Post-accident, Ong put climbing out of her mind so she could focus on healing. “Right when I was feeling ready emotionally and physically to make a foray back into climbing, someone told me to find Malcolm Daly and Paradox,” she says. In February, she joined Paradox at an ice-climbing event at Cathedral Ledge in New Hampshire. It was her first time climbing ice; without expectations, she thought, she wouldn’t be disappointed by not being able to do the things she used to.
Returning to the vertical world again felt like finding the missing piece to a puzzle. “It felt so good to just be out there again,” Ong says. “Being outdoors brings a peace and serenity that I really missed.”
For climbers like Ong, who are tentatively making their way back into the sport, the helpful atmosphere Daly and company offer is a boon. “Paradox has given me a supportive environment in which to find out what I can and can’t do. Being able to talk so openly about my disabilities to people who understand is really liberating,” says Ong. “But, the biggest thing is the camaraderie and the support. After my accident, I missed being on the rock, but mostly I missed that community of climbers.”

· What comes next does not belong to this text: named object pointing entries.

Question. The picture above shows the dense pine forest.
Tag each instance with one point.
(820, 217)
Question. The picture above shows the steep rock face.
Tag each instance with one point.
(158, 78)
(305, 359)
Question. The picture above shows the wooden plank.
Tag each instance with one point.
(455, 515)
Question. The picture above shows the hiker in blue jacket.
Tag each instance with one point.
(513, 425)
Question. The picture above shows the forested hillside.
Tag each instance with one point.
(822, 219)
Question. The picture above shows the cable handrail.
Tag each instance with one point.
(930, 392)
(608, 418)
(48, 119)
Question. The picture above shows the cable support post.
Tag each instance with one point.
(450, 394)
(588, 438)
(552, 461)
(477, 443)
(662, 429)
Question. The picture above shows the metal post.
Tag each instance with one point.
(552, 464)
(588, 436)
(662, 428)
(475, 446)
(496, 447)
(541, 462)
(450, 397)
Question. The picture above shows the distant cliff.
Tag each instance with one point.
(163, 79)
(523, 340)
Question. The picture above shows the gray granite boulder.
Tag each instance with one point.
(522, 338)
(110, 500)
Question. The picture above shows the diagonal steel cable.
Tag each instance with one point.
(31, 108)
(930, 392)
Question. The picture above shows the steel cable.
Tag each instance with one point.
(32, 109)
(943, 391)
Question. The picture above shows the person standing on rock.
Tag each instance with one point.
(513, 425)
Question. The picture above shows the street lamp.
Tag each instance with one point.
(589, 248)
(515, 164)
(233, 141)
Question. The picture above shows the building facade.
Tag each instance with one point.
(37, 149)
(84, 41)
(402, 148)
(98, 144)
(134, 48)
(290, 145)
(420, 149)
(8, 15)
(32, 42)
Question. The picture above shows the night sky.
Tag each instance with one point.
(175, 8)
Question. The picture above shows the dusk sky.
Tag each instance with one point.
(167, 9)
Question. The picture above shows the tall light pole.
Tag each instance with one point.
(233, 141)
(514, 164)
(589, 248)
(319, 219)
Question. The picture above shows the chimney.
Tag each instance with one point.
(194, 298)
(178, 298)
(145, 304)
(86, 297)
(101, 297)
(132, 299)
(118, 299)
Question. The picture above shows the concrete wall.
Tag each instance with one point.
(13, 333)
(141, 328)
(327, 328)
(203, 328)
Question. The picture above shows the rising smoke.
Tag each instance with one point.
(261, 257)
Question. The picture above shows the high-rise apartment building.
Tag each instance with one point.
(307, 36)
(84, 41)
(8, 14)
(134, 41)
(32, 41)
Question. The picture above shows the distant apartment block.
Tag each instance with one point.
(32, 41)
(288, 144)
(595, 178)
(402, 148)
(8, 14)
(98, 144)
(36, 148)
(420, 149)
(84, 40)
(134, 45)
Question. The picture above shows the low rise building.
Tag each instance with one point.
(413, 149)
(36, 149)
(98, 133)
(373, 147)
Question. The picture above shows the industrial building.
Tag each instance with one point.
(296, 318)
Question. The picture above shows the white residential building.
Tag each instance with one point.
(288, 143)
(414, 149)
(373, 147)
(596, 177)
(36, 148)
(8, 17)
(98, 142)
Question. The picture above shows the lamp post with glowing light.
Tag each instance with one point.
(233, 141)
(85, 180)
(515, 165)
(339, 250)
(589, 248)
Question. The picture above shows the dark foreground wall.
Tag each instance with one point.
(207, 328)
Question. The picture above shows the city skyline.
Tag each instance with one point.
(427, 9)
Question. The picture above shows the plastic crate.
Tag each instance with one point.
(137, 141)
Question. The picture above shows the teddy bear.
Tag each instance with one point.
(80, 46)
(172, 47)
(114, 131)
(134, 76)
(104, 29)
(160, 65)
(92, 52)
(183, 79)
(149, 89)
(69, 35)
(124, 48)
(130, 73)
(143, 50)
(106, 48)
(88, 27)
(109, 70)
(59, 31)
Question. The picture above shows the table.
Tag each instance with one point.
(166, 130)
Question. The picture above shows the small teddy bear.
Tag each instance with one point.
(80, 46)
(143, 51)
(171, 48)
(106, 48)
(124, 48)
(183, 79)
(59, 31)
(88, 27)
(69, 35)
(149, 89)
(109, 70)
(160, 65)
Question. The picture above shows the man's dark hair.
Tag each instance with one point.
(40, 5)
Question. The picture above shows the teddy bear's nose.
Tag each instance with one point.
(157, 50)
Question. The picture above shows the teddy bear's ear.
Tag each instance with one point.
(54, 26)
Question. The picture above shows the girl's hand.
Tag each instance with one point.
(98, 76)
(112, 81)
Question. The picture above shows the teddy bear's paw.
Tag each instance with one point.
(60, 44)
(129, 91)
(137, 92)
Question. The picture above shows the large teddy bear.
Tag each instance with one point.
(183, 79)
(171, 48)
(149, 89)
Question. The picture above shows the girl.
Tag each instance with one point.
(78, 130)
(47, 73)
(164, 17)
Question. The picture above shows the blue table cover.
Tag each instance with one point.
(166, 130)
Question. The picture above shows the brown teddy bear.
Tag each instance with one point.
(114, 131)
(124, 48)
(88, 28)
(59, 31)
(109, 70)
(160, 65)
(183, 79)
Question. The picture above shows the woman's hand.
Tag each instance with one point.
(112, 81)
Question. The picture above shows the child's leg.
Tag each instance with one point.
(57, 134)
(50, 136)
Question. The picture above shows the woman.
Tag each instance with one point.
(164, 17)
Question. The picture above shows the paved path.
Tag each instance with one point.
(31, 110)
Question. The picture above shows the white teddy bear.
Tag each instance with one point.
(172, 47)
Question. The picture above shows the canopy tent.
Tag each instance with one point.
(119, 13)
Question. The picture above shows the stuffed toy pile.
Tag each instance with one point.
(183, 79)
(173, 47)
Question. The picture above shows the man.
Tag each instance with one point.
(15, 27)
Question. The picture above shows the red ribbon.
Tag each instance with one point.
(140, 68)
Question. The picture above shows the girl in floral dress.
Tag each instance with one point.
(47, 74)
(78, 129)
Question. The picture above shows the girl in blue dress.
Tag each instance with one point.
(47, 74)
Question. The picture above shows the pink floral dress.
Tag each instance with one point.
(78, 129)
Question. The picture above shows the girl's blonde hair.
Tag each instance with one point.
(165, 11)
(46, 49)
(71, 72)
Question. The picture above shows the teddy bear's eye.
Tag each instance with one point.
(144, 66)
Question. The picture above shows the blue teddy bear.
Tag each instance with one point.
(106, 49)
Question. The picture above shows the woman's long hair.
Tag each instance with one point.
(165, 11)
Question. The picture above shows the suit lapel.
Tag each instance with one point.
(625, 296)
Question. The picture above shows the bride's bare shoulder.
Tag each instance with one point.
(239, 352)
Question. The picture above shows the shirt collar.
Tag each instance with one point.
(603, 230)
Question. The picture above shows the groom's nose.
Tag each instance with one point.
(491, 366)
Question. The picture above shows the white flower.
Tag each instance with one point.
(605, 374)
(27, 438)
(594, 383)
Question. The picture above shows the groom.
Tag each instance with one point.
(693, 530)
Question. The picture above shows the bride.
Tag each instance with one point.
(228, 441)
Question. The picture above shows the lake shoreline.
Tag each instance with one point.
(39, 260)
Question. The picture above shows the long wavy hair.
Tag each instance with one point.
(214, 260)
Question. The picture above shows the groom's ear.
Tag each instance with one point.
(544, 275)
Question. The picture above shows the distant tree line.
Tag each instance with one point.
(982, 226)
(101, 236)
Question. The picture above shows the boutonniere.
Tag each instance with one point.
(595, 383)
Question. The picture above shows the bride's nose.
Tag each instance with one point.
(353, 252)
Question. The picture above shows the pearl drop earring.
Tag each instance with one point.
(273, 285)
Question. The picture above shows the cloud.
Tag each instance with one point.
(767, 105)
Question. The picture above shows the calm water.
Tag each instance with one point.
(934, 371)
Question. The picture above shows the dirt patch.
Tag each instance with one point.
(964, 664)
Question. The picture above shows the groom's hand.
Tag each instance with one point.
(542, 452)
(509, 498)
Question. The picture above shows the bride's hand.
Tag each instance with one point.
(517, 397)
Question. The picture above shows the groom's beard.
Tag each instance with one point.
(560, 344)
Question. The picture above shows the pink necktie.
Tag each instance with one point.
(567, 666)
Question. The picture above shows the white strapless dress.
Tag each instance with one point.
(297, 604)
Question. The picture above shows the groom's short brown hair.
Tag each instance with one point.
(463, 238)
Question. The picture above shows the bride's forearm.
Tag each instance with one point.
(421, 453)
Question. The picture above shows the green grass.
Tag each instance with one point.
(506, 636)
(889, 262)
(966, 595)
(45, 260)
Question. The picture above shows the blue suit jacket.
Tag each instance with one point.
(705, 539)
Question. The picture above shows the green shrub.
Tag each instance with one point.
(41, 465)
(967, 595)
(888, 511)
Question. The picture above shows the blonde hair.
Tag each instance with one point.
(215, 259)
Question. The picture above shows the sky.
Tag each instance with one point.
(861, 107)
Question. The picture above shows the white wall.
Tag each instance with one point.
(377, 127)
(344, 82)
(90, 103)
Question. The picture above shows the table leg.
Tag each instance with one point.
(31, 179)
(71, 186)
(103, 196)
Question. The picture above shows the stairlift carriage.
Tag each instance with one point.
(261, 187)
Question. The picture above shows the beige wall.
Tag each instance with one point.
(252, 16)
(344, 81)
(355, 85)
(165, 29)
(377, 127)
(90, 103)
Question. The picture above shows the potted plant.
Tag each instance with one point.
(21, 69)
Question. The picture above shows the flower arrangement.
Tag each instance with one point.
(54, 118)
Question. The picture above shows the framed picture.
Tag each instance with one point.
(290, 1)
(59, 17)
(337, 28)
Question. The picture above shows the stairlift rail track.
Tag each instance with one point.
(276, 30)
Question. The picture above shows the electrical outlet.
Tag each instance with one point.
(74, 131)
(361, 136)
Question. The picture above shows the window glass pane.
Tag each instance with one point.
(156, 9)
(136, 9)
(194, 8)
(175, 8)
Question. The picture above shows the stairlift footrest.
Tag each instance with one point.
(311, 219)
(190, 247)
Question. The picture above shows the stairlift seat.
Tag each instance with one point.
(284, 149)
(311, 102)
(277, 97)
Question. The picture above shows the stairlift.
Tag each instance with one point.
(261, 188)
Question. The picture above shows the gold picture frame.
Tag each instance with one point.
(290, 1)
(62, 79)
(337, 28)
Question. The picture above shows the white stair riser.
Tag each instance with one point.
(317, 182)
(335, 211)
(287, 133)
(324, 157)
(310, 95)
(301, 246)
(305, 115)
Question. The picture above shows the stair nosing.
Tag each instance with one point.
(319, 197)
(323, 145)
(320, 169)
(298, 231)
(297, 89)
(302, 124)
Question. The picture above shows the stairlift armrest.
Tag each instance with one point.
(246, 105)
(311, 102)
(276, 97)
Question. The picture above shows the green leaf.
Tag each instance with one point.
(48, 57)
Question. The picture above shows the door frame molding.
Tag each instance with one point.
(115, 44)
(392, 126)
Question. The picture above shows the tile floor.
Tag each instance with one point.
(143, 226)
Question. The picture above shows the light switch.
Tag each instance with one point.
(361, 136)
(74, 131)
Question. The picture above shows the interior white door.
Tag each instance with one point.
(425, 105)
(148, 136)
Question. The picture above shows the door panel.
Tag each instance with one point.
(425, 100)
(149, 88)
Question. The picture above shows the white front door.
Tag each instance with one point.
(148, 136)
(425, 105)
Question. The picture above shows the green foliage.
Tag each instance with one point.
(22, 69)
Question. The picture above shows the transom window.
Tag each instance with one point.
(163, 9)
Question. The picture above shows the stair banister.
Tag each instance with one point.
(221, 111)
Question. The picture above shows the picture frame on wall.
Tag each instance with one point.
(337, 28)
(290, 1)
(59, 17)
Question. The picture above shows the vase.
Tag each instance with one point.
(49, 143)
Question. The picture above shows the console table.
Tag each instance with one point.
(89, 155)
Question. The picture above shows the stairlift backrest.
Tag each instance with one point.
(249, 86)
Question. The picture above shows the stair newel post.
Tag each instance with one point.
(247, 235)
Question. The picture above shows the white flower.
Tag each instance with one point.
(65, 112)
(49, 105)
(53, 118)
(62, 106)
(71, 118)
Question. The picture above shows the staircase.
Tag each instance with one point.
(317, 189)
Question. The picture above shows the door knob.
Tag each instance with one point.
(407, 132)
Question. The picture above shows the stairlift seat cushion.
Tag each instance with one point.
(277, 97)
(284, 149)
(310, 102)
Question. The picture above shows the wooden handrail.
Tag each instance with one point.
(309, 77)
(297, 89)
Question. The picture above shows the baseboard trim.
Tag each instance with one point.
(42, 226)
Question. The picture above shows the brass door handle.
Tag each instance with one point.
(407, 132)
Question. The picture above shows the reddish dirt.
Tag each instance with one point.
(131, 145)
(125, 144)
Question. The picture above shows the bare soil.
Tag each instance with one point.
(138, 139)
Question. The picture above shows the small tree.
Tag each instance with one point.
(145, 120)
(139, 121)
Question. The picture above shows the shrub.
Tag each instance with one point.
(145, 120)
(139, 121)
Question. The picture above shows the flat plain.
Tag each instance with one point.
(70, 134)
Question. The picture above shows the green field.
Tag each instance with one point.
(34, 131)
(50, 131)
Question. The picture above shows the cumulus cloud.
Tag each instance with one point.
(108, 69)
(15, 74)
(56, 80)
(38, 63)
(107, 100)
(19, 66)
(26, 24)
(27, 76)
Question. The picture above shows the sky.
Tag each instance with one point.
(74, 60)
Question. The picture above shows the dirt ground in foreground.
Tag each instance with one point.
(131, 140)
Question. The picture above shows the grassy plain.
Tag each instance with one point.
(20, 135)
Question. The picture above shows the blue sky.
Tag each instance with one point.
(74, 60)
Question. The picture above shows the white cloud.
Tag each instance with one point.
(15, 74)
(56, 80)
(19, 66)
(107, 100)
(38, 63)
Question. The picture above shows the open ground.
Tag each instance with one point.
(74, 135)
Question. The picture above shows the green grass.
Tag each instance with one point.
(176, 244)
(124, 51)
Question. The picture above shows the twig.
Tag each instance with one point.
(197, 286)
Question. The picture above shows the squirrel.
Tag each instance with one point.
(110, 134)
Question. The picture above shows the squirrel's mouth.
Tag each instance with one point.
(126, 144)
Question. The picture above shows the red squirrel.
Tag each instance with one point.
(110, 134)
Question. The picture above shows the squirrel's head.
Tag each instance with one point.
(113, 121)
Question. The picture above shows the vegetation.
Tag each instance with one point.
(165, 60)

By bringing together elite and amateur climbers, both disabled and not, Daly says Paradox hopes to inspire and empower individuals by giving them the tools to play to their strengths and define life on their own terms.“We’re not trying to turn people into climbers. We’re trying to guide them onto a path that leads to what we call a ‘life of excellence’, Daly says. “A well-rounded physical, emotional, mental, and spiritual framework within which to live.”